O embrutecimento das instituições da polícia, sobretudo a militar, ocorreu junto com a ideia de uma segurança pública pautada no combate ao inimigo interno, que teve seu início na “política de contenção ao comunismo” surgida nos Estados Unidos do pós-guerra. Segundo análise do historiador Marcos Napolitano, na apresentação de seu livro 1964 – História do Regime Militar Brasileiro, “a fronteira a ser defendida passaria a ser ideológica (e não mais geográfica) e o inimigo seria, primordialmente, um inimigo interno, que poderia ser qualquer cidadão simpatizante ou militante do comunismo”. A nova Doutrina de Segurança Nacional, então, instala-se no Brasil com o suporte militar internacional e o apoio do conservadorismo local, que prevê na instituição a manutenção dos históricos privilégios econômicos e das hierarquias sociais e ideológicas.

“Foi extinto um DOPS, mas foi instaurado um GOE. Foi extinta a ditadura, mas os ditadores continuam no poder” – Maria*, ex-presidiária.

Maria tem 63 anos e há 10 meses saiu da cadeia feminina de Santana, na capital paulista, onde ficou por cinco anos cumprindo pena por tráfico de drogas (no caso, maconha).

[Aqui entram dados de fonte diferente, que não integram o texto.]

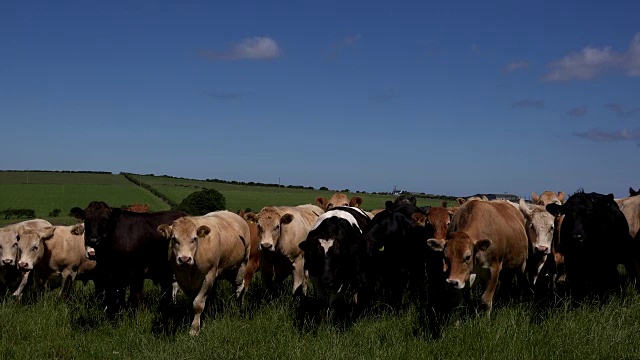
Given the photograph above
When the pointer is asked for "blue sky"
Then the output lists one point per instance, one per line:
(457, 98)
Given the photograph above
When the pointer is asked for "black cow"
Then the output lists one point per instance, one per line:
(128, 249)
(335, 257)
(397, 251)
(595, 239)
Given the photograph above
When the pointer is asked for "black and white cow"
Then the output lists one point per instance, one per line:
(335, 257)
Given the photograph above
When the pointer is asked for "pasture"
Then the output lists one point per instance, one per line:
(43, 327)
(45, 191)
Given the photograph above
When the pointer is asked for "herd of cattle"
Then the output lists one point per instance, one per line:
(428, 256)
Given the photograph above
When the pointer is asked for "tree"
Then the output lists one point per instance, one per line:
(203, 202)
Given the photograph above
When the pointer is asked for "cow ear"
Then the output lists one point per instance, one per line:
(251, 216)
(534, 197)
(203, 231)
(46, 233)
(286, 219)
(482, 245)
(562, 196)
(355, 201)
(77, 229)
(436, 244)
(165, 230)
(304, 245)
(419, 219)
(524, 209)
(77, 213)
(555, 209)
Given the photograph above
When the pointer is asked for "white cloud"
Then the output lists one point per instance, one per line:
(253, 48)
(516, 65)
(591, 62)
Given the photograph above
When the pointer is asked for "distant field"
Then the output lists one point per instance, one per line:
(240, 197)
(48, 191)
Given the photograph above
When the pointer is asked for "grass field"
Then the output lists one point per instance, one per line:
(240, 197)
(47, 328)
(48, 191)
(76, 329)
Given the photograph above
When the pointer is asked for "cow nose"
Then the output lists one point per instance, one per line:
(453, 283)
(542, 249)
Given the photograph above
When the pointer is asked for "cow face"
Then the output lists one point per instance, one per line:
(8, 247)
(96, 222)
(270, 224)
(540, 226)
(184, 236)
(31, 246)
(329, 252)
(459, 256)
(548, 197)
(338, 199)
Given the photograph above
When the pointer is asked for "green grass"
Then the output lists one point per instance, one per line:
(48, 191)
(240, 197)
(49, 329)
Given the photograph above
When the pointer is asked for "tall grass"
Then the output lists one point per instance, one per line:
(47, 328)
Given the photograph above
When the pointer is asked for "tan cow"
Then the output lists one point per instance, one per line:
(540, 226)
(338, 199)
(548, 197)
(483, 235)
(204, 248)
(55, 255)
(439, 217)
(281, 229)
(10, 276)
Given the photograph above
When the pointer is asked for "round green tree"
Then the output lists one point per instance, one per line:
(203, 202)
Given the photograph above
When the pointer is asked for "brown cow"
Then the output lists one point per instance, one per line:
(135, 207)
(548, 197)
(203, 248)
(338, 199)
(55, 255)
(281, 229)
(483, 235)
(540, 226)
(438, 217)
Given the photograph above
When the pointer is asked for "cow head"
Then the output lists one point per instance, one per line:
(96, 219)
(459, 256)
(540, 225)
(31, 246)
(338, 199)
(8, 247)
(270, 222)
(438, 217)
(548, 197)
(329, 252)
(184, 236)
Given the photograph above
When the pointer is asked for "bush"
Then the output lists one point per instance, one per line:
(203, 202)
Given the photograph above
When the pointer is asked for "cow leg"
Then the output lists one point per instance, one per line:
(492, 284)
(68, 276)
(200, 300)
(25, 278)
(298, 276)
(135, 292)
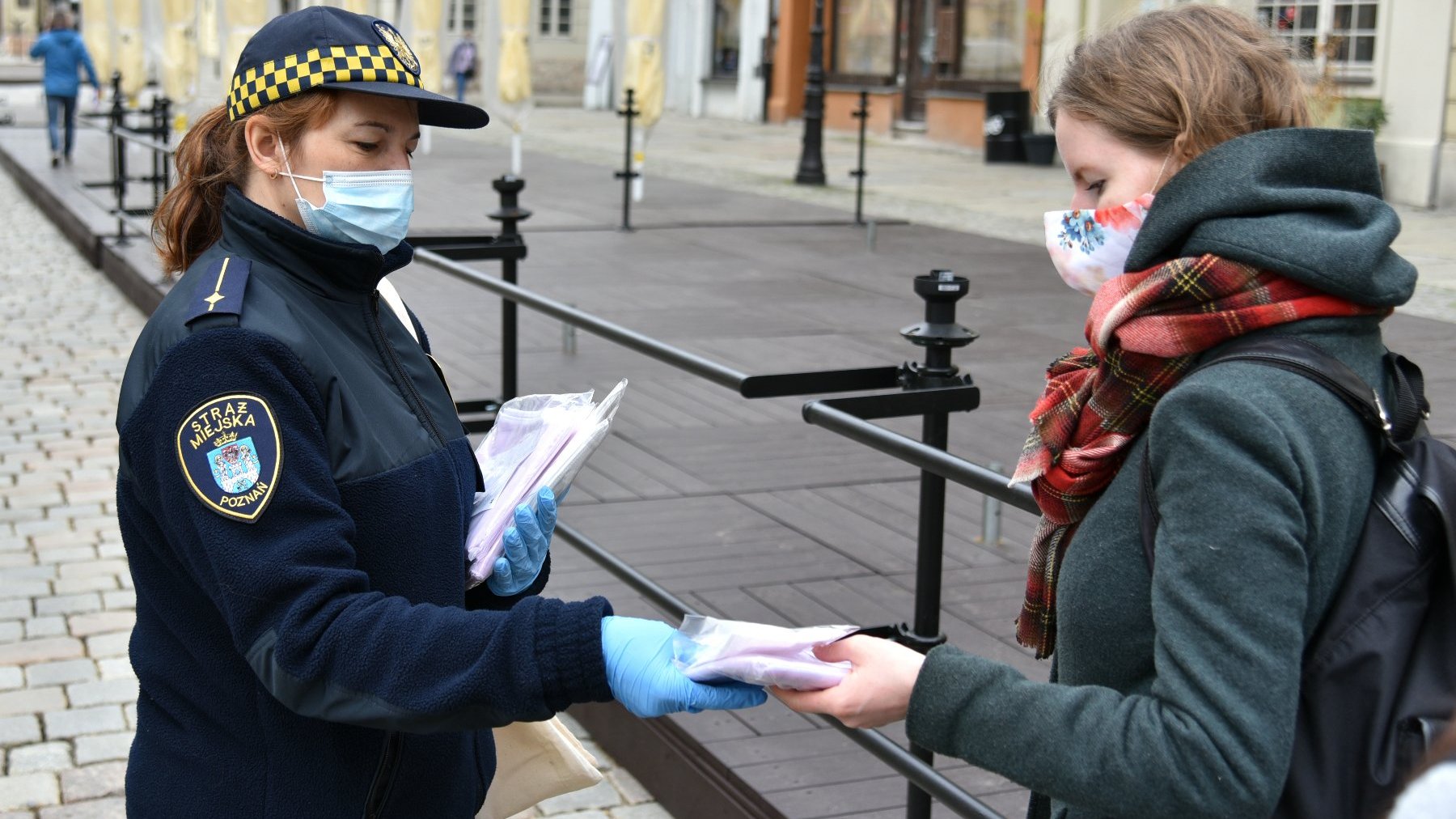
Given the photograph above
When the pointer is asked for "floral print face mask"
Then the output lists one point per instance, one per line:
(1090, 247)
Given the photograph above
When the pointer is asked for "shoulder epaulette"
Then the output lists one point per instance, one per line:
(220, 292)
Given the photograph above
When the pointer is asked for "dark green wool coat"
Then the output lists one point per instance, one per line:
(1179, 690)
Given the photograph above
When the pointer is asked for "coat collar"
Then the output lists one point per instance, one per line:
(340, 270)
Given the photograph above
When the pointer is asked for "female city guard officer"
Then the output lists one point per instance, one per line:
(294, 486)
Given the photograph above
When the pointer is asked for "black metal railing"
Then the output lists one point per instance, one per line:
(152, 133)
(932, 389)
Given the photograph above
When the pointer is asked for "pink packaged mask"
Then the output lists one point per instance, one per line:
(708, 649)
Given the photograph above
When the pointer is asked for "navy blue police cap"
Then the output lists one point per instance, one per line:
(320, 45)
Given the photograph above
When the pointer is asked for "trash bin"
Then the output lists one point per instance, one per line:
(1040, 147)
(1008, 114)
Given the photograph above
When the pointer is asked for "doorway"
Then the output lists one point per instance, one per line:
(917, 54)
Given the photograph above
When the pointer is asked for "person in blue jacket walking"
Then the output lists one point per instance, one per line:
(65, 54)
(294, 486)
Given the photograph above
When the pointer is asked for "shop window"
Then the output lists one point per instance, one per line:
(726, 36)
(555, 18)
(954, 44)
(864, 36)
(993, 36)
(1341, 36)
(462, 16)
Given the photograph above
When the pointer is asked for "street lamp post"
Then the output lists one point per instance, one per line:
(811, 158)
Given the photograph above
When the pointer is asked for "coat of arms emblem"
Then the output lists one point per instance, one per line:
(235, 465)
(396, 43)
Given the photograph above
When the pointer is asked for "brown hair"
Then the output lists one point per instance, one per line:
(1183, 79)
(210, 158)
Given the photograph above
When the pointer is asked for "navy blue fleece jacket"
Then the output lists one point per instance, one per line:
(305, 643)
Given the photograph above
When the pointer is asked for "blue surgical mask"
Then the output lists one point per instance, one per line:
(367, 207)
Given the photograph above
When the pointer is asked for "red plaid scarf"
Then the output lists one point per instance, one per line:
(1145, 329)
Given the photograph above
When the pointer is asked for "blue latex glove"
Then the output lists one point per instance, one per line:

Com longos cabelos brancos e cacheados e fala firme, ela discorre com propriedade sobre o sistema penitenciário brasileiro, as falhas políticas do Estado – que antecedem o ato delituoso -, o que mudou na repressão policial de 50 anos pra cá e, sobretudo, como é sentir no corpo sua vida ser atravessada por uma política de segurança pública que, para manter determinada ordem, viola sistematicamente os direitos humanos.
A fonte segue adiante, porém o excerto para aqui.